Врангель. Что за тон, Оленчук? Я тебя не узнаю. Комиссаров наслушался? Не забывай, однако, что я могу тебя в бараний рог… И настоящее и будущее твое в моих руках!
Оленчук. А ваше?
Врангель. Мое — в божьих!
Оленчук. Вот как? Слыхал я, будто бы у вас теперь мода такая пошла — блюдечко по ночам вертеть, разных духов загробных на совет вызывать; говорят, будто сами наполеоны вам голос с того света подают. Не знаю, что они пророчествуют, все эти духи потусторонние, а я, хотя и не дух, хотя и не колдун, что умеет будущее предсказывать, все же скажу: не вечно вам стоять на этом высоком валу перекопском. Еще узнаете вы гнев народный, и изгнание, и чужбину…
В Чаплинке напротив церкви, перед полками, поставлен аналой, подсвечники, все необходимое для молебна. Многочисленное духовенство, занятое последними приготовлениями, видно, неспокойно — волнуется за успех парада: то один, то другой из церковнослужителей тревожно поглядывает на помрачневшее небо, быстро заволакивающееся тучами.
— Боятся наши благочинные, — злорадно говорит Лобатый. — Хотя бы добрый дождь шпарнул на их мундиры!
— С этого дождя не бывает, — услышал вдруг Дьяконов где-то позади себя спокойный, рассудительный голос. — Сухая гроза…
Оглянулся. Какой-то крестьянин в чабанской шапке с мальчиком идет, прихрамывая, позади выстроенного полка. Оба на ходу поглядывают куда-то вверх, на клубящиеся тучи, на далекие предвечерние молнии.
Сухая гроза… Далеко на горизонте уже несколько раз полыхнуло и впрямь как-то сухо, беззвучно: пых-пых! Словно отсветы далеких небесных батарей.
Дьяконову хотелось бы знать, кто он, этот крестьянин, который прошел, прихрамывая, за их спиной. Кажется, кто-то знакомый — не Кулик ли?

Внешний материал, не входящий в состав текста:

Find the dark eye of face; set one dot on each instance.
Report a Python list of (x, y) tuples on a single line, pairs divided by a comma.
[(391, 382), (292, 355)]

А может, другой кто-нибудь из тех, с которыми знался, с которыми курил, когда стоял молотобойцем в паре с Оленчуком у наковальни… При воспоминании о кузнице волна какого-то далекого тепла нахлынула на Дьяконова, и ему вдруг стало неловко, он и сам не знает отчего. По временам ему кажется, что он кого-то обманул, надул, но кого же? Не самого ли себя? Где-то там, за церковью, расположена кузница, в которой он стучал молотком прошлой весной. Быть может, именно в этом — в том, что он стоял у наковальни в восставшей Чаплинке и копался рядом с Оленчуком на его присивашском винограднике не как офицер с подчиненным, нет, а как человек с человеком! — как раз и заключалась та простая подлинная правда, которая ему еще и до сих пор видится то в одном образе, то в другом. «Продана ваша армия». Чей это голос? Оленчука? Он тогда резко возразил ему. — «Мы не от Антанты — мы сами по себе. Хотим такую жизнь завоевать, чтобы на прошлую не была похожа, да и на вашу…» И что же у него осталось от прошлых убеждений, чем вооружена сейчас его душа? «Святая Русь»? Широкая демократия, которую вождь сулил им в первые дни своего прихода к власти?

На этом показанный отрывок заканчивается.